Fish and Game was recently involved in a meeting between the U.S. Forest Service, Kenai National Wildlife Refuge and other agencies involved in the management of this area. As a result, Selinger said several news techniques will be employed this year, including one that will be challenging for wildlife authorities, given the terrain and high numbers of people who frequent this popular spot.

“We’re going to attempt to capture and mark at least four bears that have frequented the area in years past if they show up again,” he said.

These bears will be chemically immobilized from the ground, marked and/or ear tagged, and Fish and Game will attempt to bleach patches of hair on the bear’s body and then brightly color them with dye for easy identification.

“We’ll use specific color codes to tell the bears apart and we may do two areas, such as the head and neck and also the rear, so bears can be identified coming and going,” he said.

Selinger said this is not an attempt to deface bears but to make some bears identifiable with the obvious markings so wildlife officials can learn which bears are doing what, and when.

The bright colors will allow fisherman, tourists, campers, ferry service employees and others in the area to easily and reliably identify the bears even in low-light conditions, such as at dawn and dusk when numerous fishermen still line the banks of the river despite the dangers of doing so.

“We want to start to have a known history for the bears, so that we can track which ones walk away when confronted by people and which ones demonstrate escalating behaviors,” he said.

Stealing fish on stringers, backpacks with food on the river’s edge and coolers left unattended in a campground with increased frequency is an example of escalating behavior.
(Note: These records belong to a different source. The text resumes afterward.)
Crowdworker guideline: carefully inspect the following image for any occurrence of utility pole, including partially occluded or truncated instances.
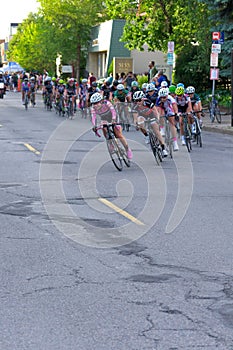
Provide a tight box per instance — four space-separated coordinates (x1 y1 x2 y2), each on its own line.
231 48 233 127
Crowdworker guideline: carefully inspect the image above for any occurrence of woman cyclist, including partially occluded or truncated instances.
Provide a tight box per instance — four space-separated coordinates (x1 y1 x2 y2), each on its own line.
90 92 133 159
175 86 192 145
133 90 168 157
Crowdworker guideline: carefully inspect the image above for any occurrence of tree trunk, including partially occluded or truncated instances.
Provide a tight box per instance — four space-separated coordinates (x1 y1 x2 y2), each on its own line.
76 40 81 83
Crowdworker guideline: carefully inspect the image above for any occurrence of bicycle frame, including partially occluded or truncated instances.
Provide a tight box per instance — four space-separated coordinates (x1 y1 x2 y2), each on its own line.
94 123 130 171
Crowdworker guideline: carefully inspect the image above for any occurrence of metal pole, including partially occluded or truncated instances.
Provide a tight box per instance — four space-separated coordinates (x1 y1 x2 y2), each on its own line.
231 49 233 127
212 69 216 110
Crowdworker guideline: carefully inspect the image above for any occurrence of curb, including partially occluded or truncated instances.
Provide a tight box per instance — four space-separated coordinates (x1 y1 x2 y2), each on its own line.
203 125 233 136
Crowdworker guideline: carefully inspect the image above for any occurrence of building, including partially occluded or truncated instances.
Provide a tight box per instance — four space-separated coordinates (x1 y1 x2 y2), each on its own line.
87 19 169 79
0 23 19 65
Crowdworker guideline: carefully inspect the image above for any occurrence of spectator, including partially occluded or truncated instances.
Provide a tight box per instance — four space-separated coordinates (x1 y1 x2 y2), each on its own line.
122 71 136 90
148 61 157 82
153 70 168 89
88 72 96 86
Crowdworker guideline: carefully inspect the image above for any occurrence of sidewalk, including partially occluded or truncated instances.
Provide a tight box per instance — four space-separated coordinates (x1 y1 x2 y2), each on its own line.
202 110 233 136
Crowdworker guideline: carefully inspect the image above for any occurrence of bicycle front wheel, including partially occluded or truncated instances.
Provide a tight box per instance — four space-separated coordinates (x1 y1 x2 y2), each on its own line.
215 107 222 124
25 96 28 110
149 131 162 165
107 139 123 171
119 144 131 167
184 124 192 152
195 119 202 148
165 122 173 159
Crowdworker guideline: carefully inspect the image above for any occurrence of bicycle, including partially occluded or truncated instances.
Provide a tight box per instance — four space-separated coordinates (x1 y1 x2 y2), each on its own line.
160 115 173 159
180 113 192 152
43 92 52 111
208 95 221 124
65 95 74 119
79 95 87 118
140 117 163 165
192 112 202 148
94 123 131 171
24 91 29 110
30 91 36 107
116 102 131 132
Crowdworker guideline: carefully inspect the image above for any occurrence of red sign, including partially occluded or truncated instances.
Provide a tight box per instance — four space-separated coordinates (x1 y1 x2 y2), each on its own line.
212 32 220 41
210 68 219 80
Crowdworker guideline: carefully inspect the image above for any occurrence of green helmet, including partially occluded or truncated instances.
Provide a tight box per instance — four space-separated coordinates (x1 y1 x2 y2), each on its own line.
131 81 138 87
169 85 176 94
175 86 185 96
52 77 56 81
59 79 64 84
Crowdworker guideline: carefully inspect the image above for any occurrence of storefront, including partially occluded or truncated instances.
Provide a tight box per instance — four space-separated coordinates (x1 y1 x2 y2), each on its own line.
87 19 169 79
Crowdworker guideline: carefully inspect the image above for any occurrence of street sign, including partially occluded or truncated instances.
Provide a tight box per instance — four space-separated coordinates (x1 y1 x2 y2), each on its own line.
212 32 220 41
212 43 221 53
210 68 219 80
62 65 72 73
167 52 174 65
168 41 174 53
212 31 224 44
210 53 218 67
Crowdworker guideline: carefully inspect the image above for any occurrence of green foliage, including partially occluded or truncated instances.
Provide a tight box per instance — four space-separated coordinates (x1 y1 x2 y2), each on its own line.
136 74 148 87
108 60 113 75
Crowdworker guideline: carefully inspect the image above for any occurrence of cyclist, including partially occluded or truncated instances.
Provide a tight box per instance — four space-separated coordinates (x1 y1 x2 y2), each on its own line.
21 77 30 105
28 76 37 106
113 83 131 125
168 85 176 98
64 78 77 113
141 83 148 94
88 81 100 107
109 80 119 101
78 78 88 111
0 70 6 95
55 79 66 115
90 92 133 159
146 83 158 104
43 76 53 108
186 86 203 126
133 90 168 157
156 87 179 151
130 81 140 99
100 80 111 101
175 86 192 145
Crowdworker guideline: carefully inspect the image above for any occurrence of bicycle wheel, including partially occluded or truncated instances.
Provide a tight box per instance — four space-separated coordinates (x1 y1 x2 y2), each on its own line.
209 102 215 123
165 122 173 158
107 139 123 171
149 131 162 165
25 95 28 110
118 143 131 167
195 119 202 147
184 124 192 152
215 107 222 124
31 93 35 107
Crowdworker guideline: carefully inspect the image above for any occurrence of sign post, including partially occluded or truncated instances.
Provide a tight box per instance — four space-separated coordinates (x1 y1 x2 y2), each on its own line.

This behavior often increases as a bear loses its fear of humans, and a bear that doesn’t fear humans isn’t long for this world.

That’s part of the reasoning behind the color-code system, according to Selinger. When a bear gets too brazen and the decision is made to euthanize the animal for public safety, Fish and Game is called while an incident is in progress.

“But by the time we can drive up there, it may be 45 minutes or an hour later. The bear may have moved off by then and we’ll have to go and look for it. But if we’re going up there to put a bear down, we want to be sure it’s the correct one,” he said.

In addition to the bear identification plan, Selinger said the “Stop, Chop and Throw” campaign will be promoted again this year. This technique is employed as a way of eliminating carcasses by having fishermen cut them into small chunks that drift away easier than whole carcasses, and by throwing these chucks into the center of the river, where they are most likely to be swept downstream and into deep water beyond the reach of bears.

To aid fishermen in this effort, Selinger said chopper/grinders will be available in the Russian River area for the first time.

“We’ll have them in a few key locations to try them out and see how they work and if people are using them,” he said.

Selinger said choppers/grinders are tentatively planned at the bottom of the stairs that lead down from the Grayling parking area, at the first gravel bar upstream from the confluence of the Russian and Kenai rivers, one at the confluence of the two rivers and one at the ferry terminal.

“The forest service will also have two federal protection officers in the area this year. They’ll be spreading the word about bear safety, recording any incidents as they happen and, when necessary, writing citations for those that don’t comply,” Selinger said.

Hide and seeking ideas

Several strategies will be implemented this summer to decrease problem brown bear behavior in the Russian River area:

· Dyeing patches of bear’s hides to make them more visible and recognizable.

· Stop, Chop and Throw program to encourage fishermen to chop up fish waste and throw it in the river.

· Federal protection officers will be stationed in the area.